“Wie woning of flat huurt, mag voortaan huisdier houden”, titelden enkele kranten afgelopen weekend. Daarbij werd melding gemaakt van een akkoord tussen minister Ben Weyts en de Verenigde Eigenaars. Het hoeft niet te verwonderen dat deze berichtgeving bij heel wat verhuurders voor de nodige verwarring heeft gezorgd. Enige nuance is dan ook op zijn plaats.
Vlaams minister van Dierenwelzijn Ben Weyts (N-VA) bereikte een akkoord met de Verenigde Eigenaars, de organisatie die de belangen van verhuurders behartigt. Het akkoord heeft betrekking op de modellen van huurovereenkomst die de Verenigde Eigenaars aanbieden aan hun leden. Volgens de minister zou de clausule in die modellen over huisdieren aangepast worden, zodat de verhuurder in beginsel niet mag verbieden dat de huurder een huisdier houdt.
Een verbod zou alleen maar kunnen als het reglement van het appartementsgebouw het houden van huisdieren verbiedt of wanneer de huurwoning ongeschikt is voor een bepaald dier (denk maar aan een grote hond in een kleine studio). Volgens de minister betekent dit een absolute trendbreuk: waar vroeger vaak een algemeen verbod bestond, zou het weigeren in de toekomst veeleer de uitzondering moeten worden.
“Voorafgaandelijk schriftelijk akkoord blijft behouden”
Een dag later waren de Verenigde Eigenaars er als de kippen bij om het akkoord “te nuanceren”. Ze benadrukten dat het principe van het voorafgaandelijke schriftelijk akkoord van de verhuurder behouden blijft. Dat betekent echter niet dat alles bij het oude blijft. Nu staat in het model namelijk uitdrukkelijk bepaald dat de verhuurder deze toestemming slechts in zeer nadrukkelijk omschreven gevallen mag weigeren, met name wanneer het goed niet geschikt is voor het dier of wanneer de reglementen binnen het appartementsgebouw geen huisdieren toelaten. In elk geval zal een weigering voldoende gemotiveerd moeten worden, opdat deze stand houdt bij de rechtbank. De conclusie dat een en ander toch wel ingrijpend verandert bij de contracten van de Verenigde Eigenaars lijkt dan ook gefundeerd.

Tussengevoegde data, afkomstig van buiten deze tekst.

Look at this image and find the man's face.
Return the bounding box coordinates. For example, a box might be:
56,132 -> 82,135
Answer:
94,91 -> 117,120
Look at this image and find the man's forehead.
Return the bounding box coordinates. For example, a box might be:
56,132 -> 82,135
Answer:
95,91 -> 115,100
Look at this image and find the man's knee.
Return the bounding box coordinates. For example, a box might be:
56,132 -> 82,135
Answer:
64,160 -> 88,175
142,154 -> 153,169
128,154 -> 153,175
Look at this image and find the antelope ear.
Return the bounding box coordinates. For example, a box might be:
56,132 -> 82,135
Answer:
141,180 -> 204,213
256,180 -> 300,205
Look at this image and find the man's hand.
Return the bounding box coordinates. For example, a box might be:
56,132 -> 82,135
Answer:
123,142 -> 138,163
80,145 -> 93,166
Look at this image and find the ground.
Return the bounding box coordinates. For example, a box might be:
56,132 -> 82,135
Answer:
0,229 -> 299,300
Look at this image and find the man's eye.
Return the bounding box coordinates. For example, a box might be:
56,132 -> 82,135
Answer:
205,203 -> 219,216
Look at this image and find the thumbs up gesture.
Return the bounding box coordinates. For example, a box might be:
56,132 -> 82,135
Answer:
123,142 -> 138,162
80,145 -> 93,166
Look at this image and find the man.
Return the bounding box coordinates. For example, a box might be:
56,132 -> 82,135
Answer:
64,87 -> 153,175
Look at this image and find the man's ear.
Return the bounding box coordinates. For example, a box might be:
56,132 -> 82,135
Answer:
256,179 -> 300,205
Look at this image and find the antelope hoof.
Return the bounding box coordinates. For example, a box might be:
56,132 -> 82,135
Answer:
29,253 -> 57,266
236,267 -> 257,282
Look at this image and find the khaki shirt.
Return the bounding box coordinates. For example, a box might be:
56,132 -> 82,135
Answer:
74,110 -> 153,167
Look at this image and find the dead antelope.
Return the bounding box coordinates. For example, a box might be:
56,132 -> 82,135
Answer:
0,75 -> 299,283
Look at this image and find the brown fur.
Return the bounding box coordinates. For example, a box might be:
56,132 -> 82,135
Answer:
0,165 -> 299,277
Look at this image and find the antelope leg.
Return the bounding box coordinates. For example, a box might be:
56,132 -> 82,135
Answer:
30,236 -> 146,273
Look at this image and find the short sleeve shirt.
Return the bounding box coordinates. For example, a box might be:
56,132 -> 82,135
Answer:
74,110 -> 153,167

Juridische stand van zaken
Als organisatie die zich niet in debatten heeft gemengd is CIB Vlaanderen op zich goed geplaatst om een objectieve kijk te geven. Wat is nu juridisch gezien de stand van zaken? Op basis van rechtspraak van de voorbije jaren moeten we meteen nuanceren dat een absoluut verbod in de huurovereenkomst tot het houden van huisdieren niet altijd gemakkelijk afdwingbaar zal zijn.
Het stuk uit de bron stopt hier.